The church began as a Catholic edifice that included statues and homages to the Virgin Mary that were later destroyed by protestants who believed such icons to be sacrilegious. Only one small image of Mary remains, somehow left unnoticed by those intent on removing any signs of such reverence. It has the typical structure of such churches with a high altar separated from the area for worshipers by the choir section that was being renovated at the time of our visit. Much of the stained glass has been taken apart, cleaned and reinforced with modern methods that alleviate the dark black lead that distracts from the lightness of the colored glass. The cost of such projects runs into the hundreds of millions of dollars and the upkeep of the grand building is a constant effort to insure that the ravages of time do not cause the building to deteriorate.

York Minster has had a number of devastating fires and the caretakers of the building have a keen understanding of how to rebuild after such disasters. At the present time they are offering their expertise on such matters to those charged with repairing Notre Dame Cathedral in Paris. Our guide assured us that it will indeed be possible to rebuild the damaged areas of Notre Dame, but she is convinced that it will take far longer than the four years that has been set as a goal for the project.

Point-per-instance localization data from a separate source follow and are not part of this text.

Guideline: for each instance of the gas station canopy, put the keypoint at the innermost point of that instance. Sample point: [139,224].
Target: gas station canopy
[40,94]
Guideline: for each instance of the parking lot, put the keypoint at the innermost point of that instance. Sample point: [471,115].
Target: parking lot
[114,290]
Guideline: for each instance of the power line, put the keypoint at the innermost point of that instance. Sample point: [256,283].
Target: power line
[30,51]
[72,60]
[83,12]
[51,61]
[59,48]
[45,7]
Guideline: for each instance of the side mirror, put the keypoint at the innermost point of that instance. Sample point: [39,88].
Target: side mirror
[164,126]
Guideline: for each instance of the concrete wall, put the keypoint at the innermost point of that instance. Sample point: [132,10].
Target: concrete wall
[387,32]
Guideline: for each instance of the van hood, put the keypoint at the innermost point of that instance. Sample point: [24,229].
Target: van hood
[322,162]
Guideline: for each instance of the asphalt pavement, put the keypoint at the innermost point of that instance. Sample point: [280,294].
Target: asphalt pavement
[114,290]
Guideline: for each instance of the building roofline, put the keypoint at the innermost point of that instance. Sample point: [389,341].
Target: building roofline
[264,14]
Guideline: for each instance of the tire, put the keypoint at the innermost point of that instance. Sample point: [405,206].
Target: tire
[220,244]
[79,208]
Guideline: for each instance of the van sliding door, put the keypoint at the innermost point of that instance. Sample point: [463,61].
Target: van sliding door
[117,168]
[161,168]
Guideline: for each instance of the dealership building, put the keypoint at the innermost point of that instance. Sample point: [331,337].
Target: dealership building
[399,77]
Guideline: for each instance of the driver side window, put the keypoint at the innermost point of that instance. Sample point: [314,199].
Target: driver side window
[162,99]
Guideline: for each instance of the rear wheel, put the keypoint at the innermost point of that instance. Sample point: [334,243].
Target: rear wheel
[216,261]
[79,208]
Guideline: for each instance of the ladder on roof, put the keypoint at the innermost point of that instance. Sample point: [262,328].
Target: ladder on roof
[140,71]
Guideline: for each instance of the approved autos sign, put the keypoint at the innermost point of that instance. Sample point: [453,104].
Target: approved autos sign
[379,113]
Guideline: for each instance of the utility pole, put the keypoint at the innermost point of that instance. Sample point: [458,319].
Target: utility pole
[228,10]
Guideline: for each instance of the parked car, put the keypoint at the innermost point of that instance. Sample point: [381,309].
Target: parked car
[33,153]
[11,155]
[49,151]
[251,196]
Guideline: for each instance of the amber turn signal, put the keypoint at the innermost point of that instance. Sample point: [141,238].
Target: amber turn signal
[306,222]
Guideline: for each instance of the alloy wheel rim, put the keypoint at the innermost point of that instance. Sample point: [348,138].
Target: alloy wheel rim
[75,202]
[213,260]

She noted that the process of renovating an historical treasure must by its very nature be painstakingly careful and slow to insure that everything is done properly.

York Minster has only one saint that pilgrims of old came to see. His is an interesting story born from a need to attract visitors and with them monetary offerings to take care of the expense of keeping up the grand structure. Way back in time there was a bridge over a nearby river that collapsed sending a crowd of people in the water. When it was discovered that none of the victims of the disaster died the incident was deemed a miracle and the thinking was that a local cleric was surely the reason for this wonderful outcome and so he was declared a saint. Thus York Minster had its own patron saint and the pilgrims began to come. Other than that the crypt in the basement is the eternal resting place of the remains of mostly local dignitaries and heroes who were not familiar to me.

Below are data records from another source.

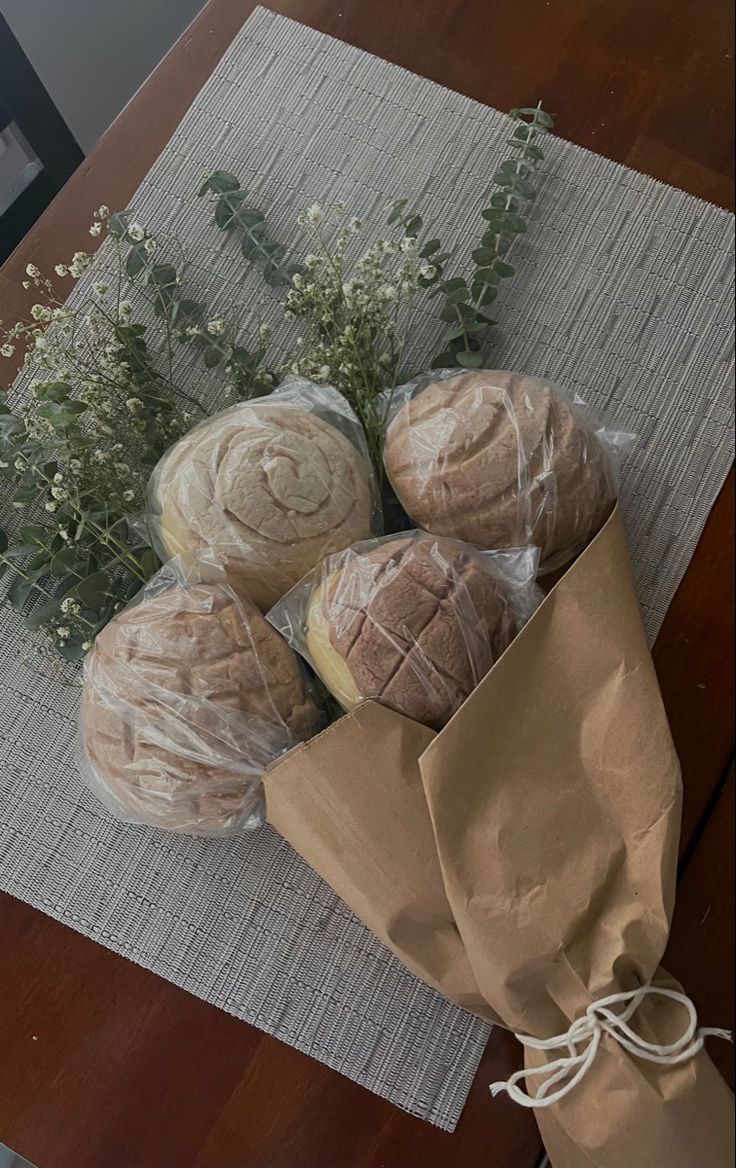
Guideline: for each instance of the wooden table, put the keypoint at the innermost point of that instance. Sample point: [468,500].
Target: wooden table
[105,1065]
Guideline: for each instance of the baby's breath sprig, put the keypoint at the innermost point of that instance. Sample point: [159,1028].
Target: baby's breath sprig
[184,319]
[356,307]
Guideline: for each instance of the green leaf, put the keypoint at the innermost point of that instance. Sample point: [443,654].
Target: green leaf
[20,590]
[39,561]
[92,590]
[162,275]
[219,182]
[484,256]
[136,261]
[397,209]
[42,613]
[500,201]
[522,187]
[34,534]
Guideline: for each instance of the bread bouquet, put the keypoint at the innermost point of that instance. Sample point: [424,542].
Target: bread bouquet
[500,799]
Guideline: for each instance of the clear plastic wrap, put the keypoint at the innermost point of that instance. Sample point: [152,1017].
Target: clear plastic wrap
[501,459]
[411,620]
[188,695]
[275,484]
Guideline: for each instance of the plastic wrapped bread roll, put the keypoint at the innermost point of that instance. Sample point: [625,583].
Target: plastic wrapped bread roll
[412,620]
[273,485]
[188,695]
[501,459]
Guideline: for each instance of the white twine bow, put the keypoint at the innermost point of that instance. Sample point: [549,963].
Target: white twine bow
[589,1029]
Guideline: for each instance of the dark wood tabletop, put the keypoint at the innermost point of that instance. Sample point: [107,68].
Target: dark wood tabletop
[104,1064]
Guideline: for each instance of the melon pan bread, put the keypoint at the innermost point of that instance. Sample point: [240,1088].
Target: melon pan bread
[188,696]
[500,459]
[271,485]
[414,623]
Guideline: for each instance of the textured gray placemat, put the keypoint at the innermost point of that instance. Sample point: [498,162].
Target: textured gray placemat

Perhaps the most touching moment of the tour of York Minster came when my husband Mike revealed that he had recorded the voice of our guide because she sounded so much like his Granny. I had never met the woman who held such a special place in his heart. She had died while he was still in high school. Nonetheless I had heard so much about her bubbly personality and her kindness to everyone who was acquainted with her. I had learned of her journey to Texas from Newcastle England when she was only eight years old. I knew that she had been proud of her English roots and had never again seen her homeland. She enjoyed afternoon tea and prepared roast beef and Yorkshire pudding on Sundays. She was a devout Episcopalian who wore lovely dresses, stockings, hats and gloves for her weekly shopping trips to downtown Houston. Mike adored her as did all of her many friends and family members. Her legacy lived long after she had died at a rather young age. What I had never realized is that she had retained her English accent even after years of living in Texas. It was a special treat to now have a better idea of how she sounded when she spoke and to truly understand how important her English roots had been.

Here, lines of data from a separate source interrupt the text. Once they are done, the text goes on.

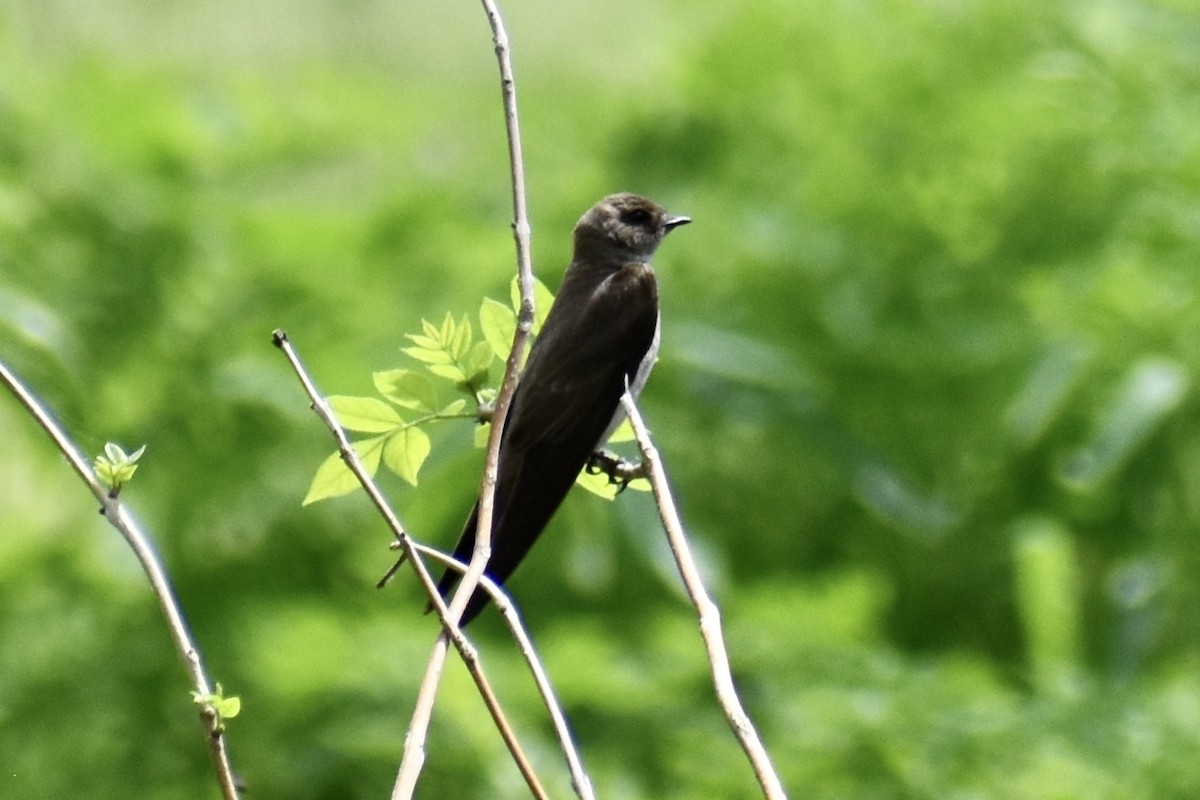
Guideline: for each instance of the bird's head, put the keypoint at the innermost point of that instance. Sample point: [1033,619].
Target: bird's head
[624,227]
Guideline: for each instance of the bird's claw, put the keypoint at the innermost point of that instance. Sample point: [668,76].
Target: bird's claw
[619,470]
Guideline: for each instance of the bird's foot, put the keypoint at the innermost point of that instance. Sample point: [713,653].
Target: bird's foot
[619,470]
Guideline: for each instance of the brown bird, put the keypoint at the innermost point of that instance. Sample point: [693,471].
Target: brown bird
[601,332]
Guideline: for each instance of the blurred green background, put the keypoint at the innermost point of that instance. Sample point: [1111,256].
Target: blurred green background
[927,390]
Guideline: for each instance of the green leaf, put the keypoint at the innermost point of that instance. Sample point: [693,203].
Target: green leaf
[450,371]
[227,708]
[115,467]
[364,414]
[407,389]
[405,451]
[478,361]
[498,323]
[429,355]
[461,343]
[334,479]
[425,342]
[454,408]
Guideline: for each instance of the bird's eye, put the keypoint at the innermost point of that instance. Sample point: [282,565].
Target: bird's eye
[636,217]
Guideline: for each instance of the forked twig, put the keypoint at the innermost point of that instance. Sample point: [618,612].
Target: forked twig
[414,743]
[450,631]
[144,551]
[709,615]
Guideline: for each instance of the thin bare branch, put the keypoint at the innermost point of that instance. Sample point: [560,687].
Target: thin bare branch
[451,633]
[580,781]
[139,542]
[418,731]
[709,615]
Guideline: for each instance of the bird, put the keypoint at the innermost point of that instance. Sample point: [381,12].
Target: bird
[601,334]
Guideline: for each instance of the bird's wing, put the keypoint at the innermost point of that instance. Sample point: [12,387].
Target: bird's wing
[577,370]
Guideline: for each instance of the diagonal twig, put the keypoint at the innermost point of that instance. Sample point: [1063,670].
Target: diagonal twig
[139,542]
[709,615]
[450,631]
[414,744]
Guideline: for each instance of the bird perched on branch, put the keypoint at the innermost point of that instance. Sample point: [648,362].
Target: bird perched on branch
[601,332]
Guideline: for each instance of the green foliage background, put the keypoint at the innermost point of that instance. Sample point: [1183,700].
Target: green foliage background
[927,390]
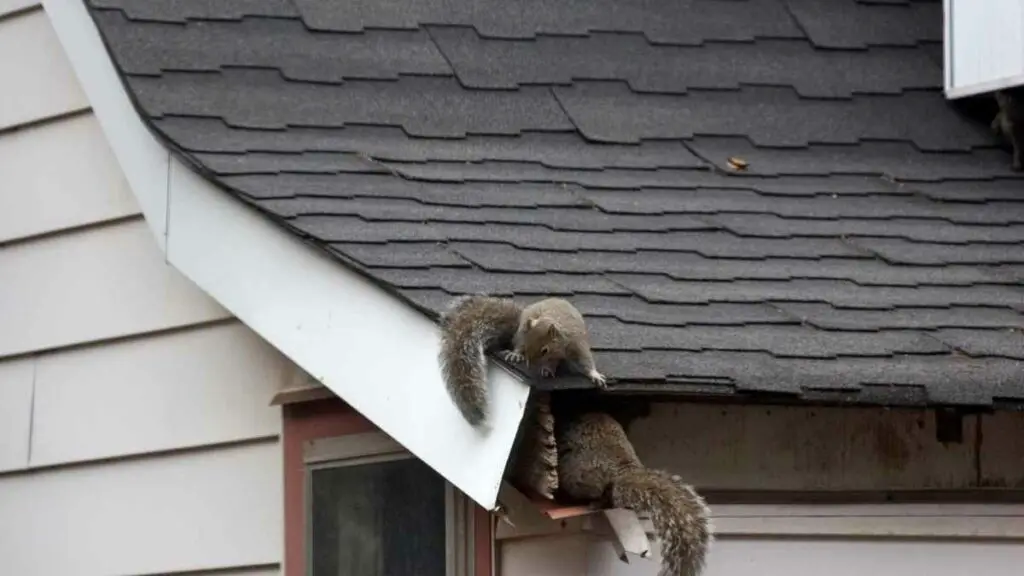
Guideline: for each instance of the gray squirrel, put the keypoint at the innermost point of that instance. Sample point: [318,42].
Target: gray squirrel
[1009,122]
[597,462]
[542,334]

For Mike the trip to England was a kind of pilgrimage in its own right. He felt his Granny’s spirit everywhere that we traveled and he liked to think that she was smiling down on him as he thought, “Granny here I am at last!” Now I too have a better idea of who this remarkable woman had been and of the history of people from my own background as well. I sensed their struggles and their determination throughout the passage of time and into the present. I know that their sacrifices and hard work have led to my own good fortune, and I somehow hear the voices of all of the people who came before me. I have a better feel for the hopes and dreams that are so present in the things that they built and the customs that they developed. Now I believe that they live on and always will.